A hands-on tutorial with reproducible R code for play-by-play analysis, shot charts, and data-driven decision making.

This post accompanies and expands on the book listed here: Basketball Analytics with R β€” Product Page

Table of Contents

  1. Setup & Data Ingestion
  2. Cleaning and Tidy Structures
  3. Lineups and On/Off Impact
  4. Shot Charts and Efficiency Maps
  5. Pace, Four Factors, and Possessions
  6. Win Probability and In-Game Leverage
  7. Scouting Reports with Reproducible R Markdown
  8. Where to Go Next

1) Setup & Data Ingestion

We will use hoopR (part of the SportsDataverse) to access ESPN-based schedules, box scores, and play-by-play (pbp) data, along with tidyverse for wrangling and ggplot2 for visuals.

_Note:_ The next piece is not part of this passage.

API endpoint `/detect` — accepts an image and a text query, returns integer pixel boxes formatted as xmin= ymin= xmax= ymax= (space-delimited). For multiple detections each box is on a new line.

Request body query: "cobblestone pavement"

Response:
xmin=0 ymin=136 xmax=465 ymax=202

# install.packages(c("tidyverse", "lubridate", "ggplot2", "ggforce", "gt"))
# install.packages("hoopR") # or: remotes::install_github("sportsdataverse/hoopR")

library(tidyverse)
library(lubridate)
library(ggplot2)
library(ggforce)
library(gt)
      

2) Cleaning and Tidy Structures

Play-by-play streams often require standardization: consistent team labels, seconds remaining, possession inference, and categorical event tags.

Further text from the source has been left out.